In the last decade, “microservices” architectures have come into fashion for a variety of reasons.
Like “Agile”, this term has taken on many meanings and interpretations over the years and — in many cases — has come to represent even not-so-micro-services. Whether true microservices like single-purpose serverless functions or “macroservices” where logical parts of the system are broken out into different codebases deployed as separate services connected by remote API calls, I have never been a fan of such architectures because of the inherent complexities and unnecessary developer experience friction that accompanies such design choices.
It is not to say that there are no use cases for such architectures (see the addendum), but that the paradigm itself is often inappropriately overused and adds cost to every action, hindering teams more than helping.
This is especially true for startups where microservices can add too much complexity too early — whether it’s development complexity, deployment complexity, or operational complexity — but holds just as true for enterprise teams seeking to move fast.
In more recent years, there has been a backlash against this movement.

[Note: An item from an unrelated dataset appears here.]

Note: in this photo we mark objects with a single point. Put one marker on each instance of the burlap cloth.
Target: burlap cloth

In his essay Complexity is killing software developers, Scott Carey writes:
The shift from building applications in a monolithic architecture hosted on a server you could go and touch, to breaking them down into multiple microservices, packaged up into containers, orchestrated with Kubernetes, and hosted in a distributed cloud environment, marks a clear jump in the level of complexity of our software.
“There is a clear increase in complexity when you move to such a pervasive microservices environment,” said Amazon CTO Werner Vogels during the AWS Summit in 2019. “Was it easier in the days when everything was in a monolith? Yes, for some parts definitely.”

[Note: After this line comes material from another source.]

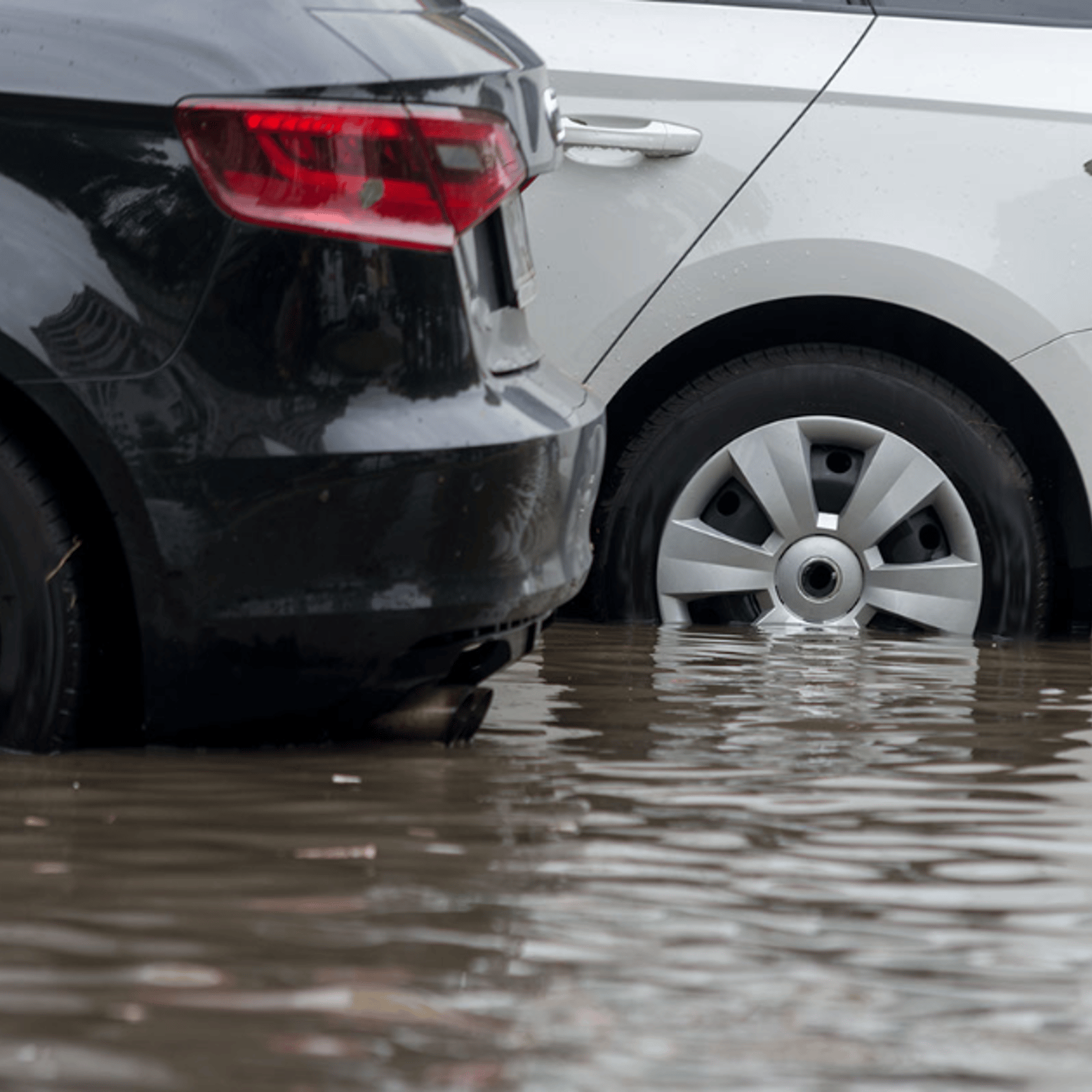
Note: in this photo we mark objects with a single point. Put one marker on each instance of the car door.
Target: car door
(693, 96)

Carey makes the case that such complexity is “accidental” as opposed to “necessary” to the domain and as such can sap the focus of the team from solving the core business problems.

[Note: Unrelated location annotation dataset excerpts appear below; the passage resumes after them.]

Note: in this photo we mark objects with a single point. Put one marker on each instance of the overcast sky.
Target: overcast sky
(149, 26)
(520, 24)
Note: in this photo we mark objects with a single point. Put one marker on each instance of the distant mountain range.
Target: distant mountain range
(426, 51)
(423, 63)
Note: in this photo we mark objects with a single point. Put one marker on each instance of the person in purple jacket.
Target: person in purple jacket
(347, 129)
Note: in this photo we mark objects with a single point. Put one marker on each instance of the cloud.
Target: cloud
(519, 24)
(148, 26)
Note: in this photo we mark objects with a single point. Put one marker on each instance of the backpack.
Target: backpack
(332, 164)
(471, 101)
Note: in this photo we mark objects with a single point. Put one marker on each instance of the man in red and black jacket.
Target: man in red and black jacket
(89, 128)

Jason Warner, former CTO of GitHub, wrote in tweet in 2022:
Jason Warner
@jasoncwarner
I'm convinced that one of the biggest architectural mistakes of the past decade was going full microservice
On a spectrum of monolith to microservices, I suggest the following:
Monolith > apps > services > microservices
So, some thoughts
8:45 PM · Nov 14, 2022
I’m convinced that one of the biggest architectural mistakes of the past decade was going full microservice
On a spectrum of monolith to microservices, I suggest the following:
Monolith > apps > services > microservices
Last year, a team from Google published a new paper titled Towards Modern Development of Cloud Applications that throws more fuel on the (dumpster) fire of microservices architectures:
When writing a distributed application, conventional wisdom says to split your application into separate services that can be rolled out independently. This approach is well-intentioned, but a microservices-based architecture like this often backfires, introducing challenges that counteract the benefits the architecture tries to achieve. Fundamentally, this is because microservices conflate logical boundaries (how code is written) with physical boundaries (how code is deployed).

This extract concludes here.